When I was in the first grade, the nuns at school told me that God had no beginning; He just always existed. That made no sense to me. Everything has at least a beginning. I was fairly certain, in my self-assured 7-year old mind, that the nuns had just not looked hard enough. I was convinced, that if you just looked back far enough through space and time, you could see His beginning. And as far as I understood, looking back in time meant literally looking—with my eyes—to see the moment ‘before’ the beginning of God. My parents had just let me watch the Cosmos series, so I felt like I had a pretty good sense of where in the universe I should start looking: If I started at the Big Bang and worked backwards, I could see God getting bored and lonely enough to decide he wanted some friends, and darn it, he was going to make some, because he was God and could totally do that.WHAM! Big Bang! Thank you very much. Hi, I’m God, let’s be friends. Once I could locate that moment, I could work further back until I saw the very birth of God. So, for years, I would sit in church and search for a lonely God—closing my eyes, and rolling them back in my head, farther, and farther, finally arching, arching backwards over the pew in search of the moment before the beginning of all existence. (Man, I was a weird kid.)

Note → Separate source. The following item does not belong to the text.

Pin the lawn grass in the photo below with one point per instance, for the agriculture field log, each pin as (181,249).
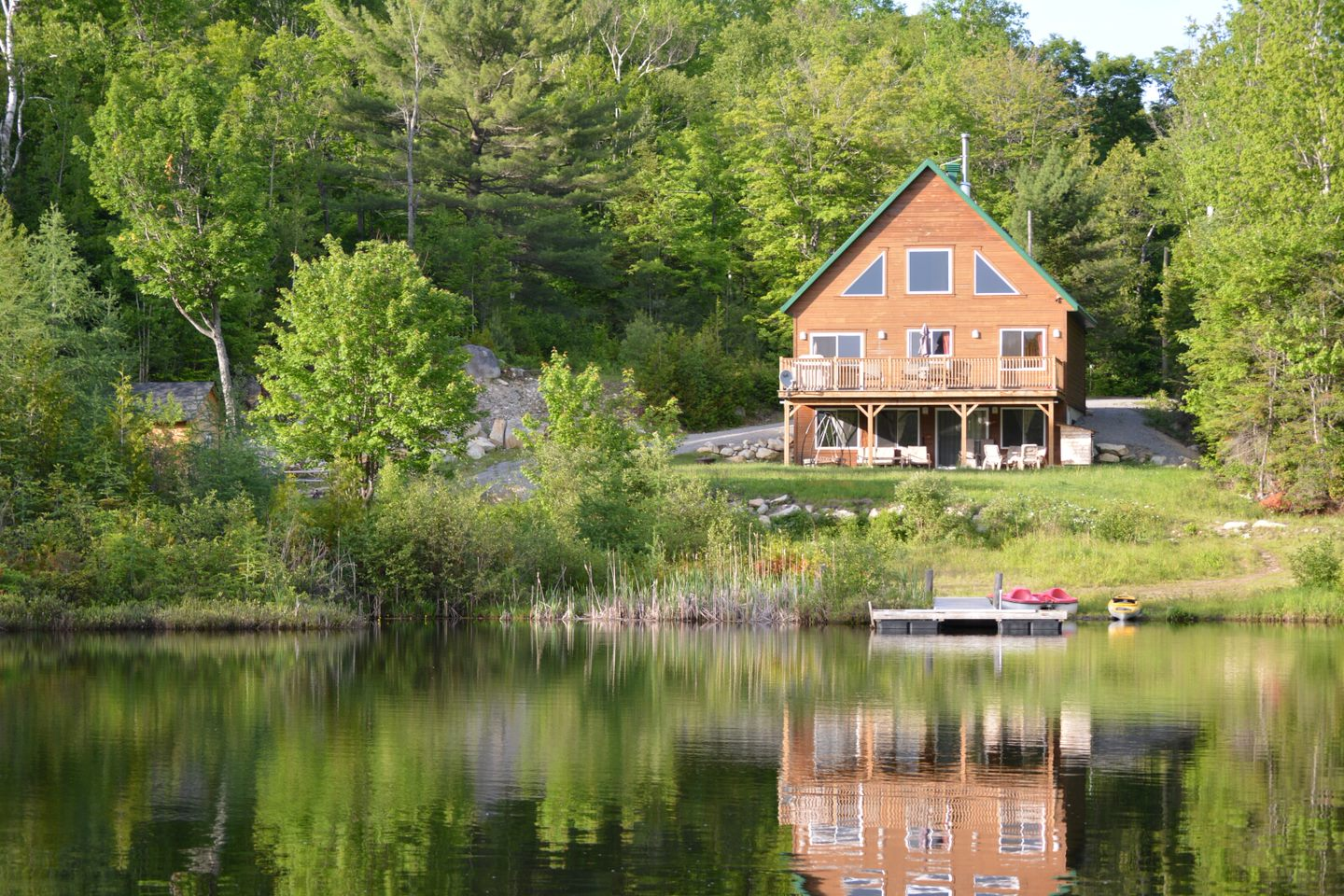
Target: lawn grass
(1182,495)
(1199,566)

Since Hayley asked me to write about the differences between history and heritage, I have felt like that seven year old, once again, rolling my eyes into the back of my head in the search for the beginning. It is clear that there is an interplay between history and heritage –one cannot exist without the other. History becomes heritage. Heritage begets history. But, how do you disentangle history from heritage and heritage from history? Where does heritage end and history begin?

Perhaps because it is August and we are once again in that in-between season of wrapping-up-summer-hurry-before-the-bedtime-rules-apply-again, that I am ignoring the wall of books that could offer answers. Mostly, though, I’m not quite convinced there are satisfying answers in there, because the answer, if it were to hold true about a country, a community, or a neighborhood, would have to hold true for an individual. Yet, as someone who spends much of my working life trying to teach people the intellectual rules and requirements of history, I must admit that when it comes to my own life, I cannot find the moment before, so I might witness the Big Bang of my own history.

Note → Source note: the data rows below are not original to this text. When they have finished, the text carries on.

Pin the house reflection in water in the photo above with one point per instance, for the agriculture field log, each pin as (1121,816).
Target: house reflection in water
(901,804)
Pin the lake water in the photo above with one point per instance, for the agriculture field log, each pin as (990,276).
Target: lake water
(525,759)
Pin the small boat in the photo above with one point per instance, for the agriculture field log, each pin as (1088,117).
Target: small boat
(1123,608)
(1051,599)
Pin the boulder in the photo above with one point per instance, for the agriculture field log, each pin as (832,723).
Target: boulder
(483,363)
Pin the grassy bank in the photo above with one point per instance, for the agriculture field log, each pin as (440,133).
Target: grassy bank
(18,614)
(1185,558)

I still think of myself as a little blonde Polish kid from a three-decker neighborhood in Worcester. Who graduated from the same parish school where my parents met. Was baptized in the church where they were married. It is where I’m from. These are my seminal stories, my creation myths. However, I cannot think of a moment when the first conscious thought entered my head about Christmas. I just don’t remember not knowing about it. But somewhere between conception and Kindergarten, there was a moment when I didn’t. And I could twist and arch backwards over furniture all day and never find that moment. Everyone else simply filled in those spaces for me and told me what I needed to know. And it was enough.

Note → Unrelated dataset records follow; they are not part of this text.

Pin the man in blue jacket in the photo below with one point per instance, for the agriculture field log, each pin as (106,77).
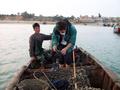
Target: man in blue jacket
(63,39)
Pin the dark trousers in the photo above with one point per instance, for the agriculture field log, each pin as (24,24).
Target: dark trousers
(63,59)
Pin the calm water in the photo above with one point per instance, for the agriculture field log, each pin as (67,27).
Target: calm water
(14,44)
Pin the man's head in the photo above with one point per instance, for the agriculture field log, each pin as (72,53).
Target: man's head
(62,27)
(36,27)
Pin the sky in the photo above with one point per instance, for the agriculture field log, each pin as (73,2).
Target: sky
(107,8)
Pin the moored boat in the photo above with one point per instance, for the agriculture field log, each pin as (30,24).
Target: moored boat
(91,74)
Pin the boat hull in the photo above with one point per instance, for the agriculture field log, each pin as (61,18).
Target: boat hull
(99,75)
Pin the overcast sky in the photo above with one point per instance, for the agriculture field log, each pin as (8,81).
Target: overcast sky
(62,7)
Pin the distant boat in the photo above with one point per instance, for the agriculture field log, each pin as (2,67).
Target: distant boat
(99,75)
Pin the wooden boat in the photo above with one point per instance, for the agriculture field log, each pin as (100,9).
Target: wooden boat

So, the dividing line seems to be this: there are the stories that you are born into and the ones you make for yourself. My heritage is what I was given: my ethnic and religious identity, that neighborhood, those people and places. My history, to me, it seems, began when I began actively creating my own story. My history is the sum of my choices.

But even that is blurry line. Did my history begin, then, when I insisted on being a horse—the only girl to do so—rather than a bunny in the Kindergarten production of Chicken Little? Or when I earned my first bit of money delivering the Sunday paper? Or when I chose to leave that neighborhood and go to New York for college? Which of the thousands of choices I’ve made stand out as the beginning of my history? And if I can only choose that moment thirty-odd years later, is it really my history, or has it lapsed into the mythology of who I think I was, in that moment in time, so very long ago? Is my mother, ultimately, a reliable witness?

The point of all of this musing, I suppose, is to ask you to take a moment in these waning days of summer—one of the haziest, most nostalgia-inducing parts of the year—to consider how difficult it is to disentangle your history from your own heritage, before attempting it with, or expecting it of students or visitors.

It is so easy to get snarky about what we think other people should know about history and deride the soft boundaries of heritage. As experts in the field, we often forget that there was a time and a place when we did not know all the rules and regulations of history. We forget what it was like in the before: Before we understood “food ways”, we knew our favorite foods; Before we built mental timelines through documentary analysis, we mostly figured what year it was by when we were in school; Before we knew to mistrust even our favorite historians, we trusted the stories told to us over dinner tables, during the holidays, in the chaos of summer vacations.

It is to say that before you knew what you know now, that once, there was a moment when you did not. And even if you cannot remember it, it existed. Absent the malice of willful ignorance, we need to respect that our students’ and visitors’ understanding of the past is tied up in those same utterly human ways of telling time and knowing what is true. And our work is to help them disentangle the evidence from the sentiment, knowing full well, that the easiest path from one to the other is not entirely clear.